Jusqu’au moment où ma mère m’a demandé pourquoi tout était brisé, je n’avais pas de raison précise de quitter mon mari, pas d’argument qui puisse la convaincre, car les choses s’étaient envenimées lentement dans mon mariage, année après année, avec de minuscules détails qui ne pouvaient pas être mis dans une simple histoire. La chaleur qui emplissait le salon — dans lequel j’avais si souvent dormi dans ma petite enfance, où j’avais toujours été un tiers entre ma mère et mon père, où j’avais vu et entendu ce qui ne devait pas être vu et entendu — réveillait en moi un désir oublié, me faisant inexplicablement me sentir en sécurité dans les moments les plus vulnérables de ma vie. J’ai continué à dormir dans cette chambre jusqu’à ce que mes frères arrivent, que la maison s’agrandisse et que les pièces se multiplient. La nostalgie s’est emparée de moi, une barrière transparente, mais expansive qui atténuait la voix furieuse de ma mère.
« Vous vous souvenez quand lui et moi sommes allés en Iran ? » dis-je, moins tendue que d’habitude. Pour une fois, je n’étouffais pas mes larmes, ces larmes irrépressibles qui empêchaient les mots de couler. J’ai senti que c’était le moment idéal pour parler ouvertement avec elle.

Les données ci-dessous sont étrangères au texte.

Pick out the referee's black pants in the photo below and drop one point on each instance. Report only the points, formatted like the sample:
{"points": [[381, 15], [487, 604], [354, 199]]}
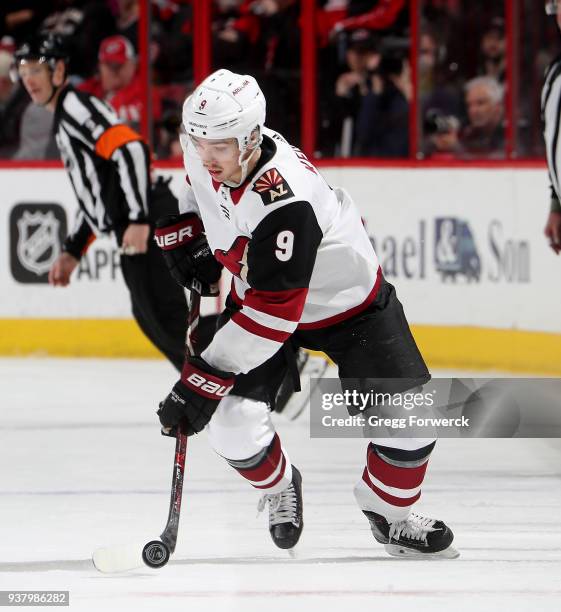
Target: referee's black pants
{"points": [[158, 302]]}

« Nous avons rapporté un tapis persan. Je l’avais choisi avec beaucoup de soin et je l’aimais beaucoup. Il représentait deux poissons tressés s’enlaçant, l’un argenté et l’autre doré, sur un fond beige clair. Je l’ai placé dans notre chambre à coucher pour pouvoir le regarder tous les matins au réveil. Pour une raison que j’ignore, ces poissons qui s’étreignent évoquent en moi un sentiment particulier, qui me donne la patience de comprendre la vie avec mon mari. Il l’aimait aussi, c’était l’une des rares choses que nous avions achetées ensemble sans trop de discussions. Mais il l’a déplacé dans le couloir pour que les invités puissent le voir. Il était assez fier de son sens de l’esthétique. Le lendemain, je l’ai remis dans la chambre. Deux jours plus tard, je l’ai retrouvé dans le couloir. Le cinquième jour, nous nous sommes disputés bruyamment au petit-déjeuner pour savoir quel était le meilleur endroit pour le tapis. Et puis, nous nous sommes dit des choses que nous n’avions jamais dites au cours de toutes nos années de vie commune. »
Ma mère a étendu ses jambes. Dans le salon exigu et désormais brûlant, ses orteils ont touché les miens. Il semblait qu’aucune de nous deux ne voulait perturber la rare connexion avec l’autre. J’ai cru qu’elle allait pleurer. Mais lorsqu’elle s’est approchée du radiateur pour le baisser, la lueur rouge de son visage a révélé que des larmes coulaient déjà sur ses joues proéminentes.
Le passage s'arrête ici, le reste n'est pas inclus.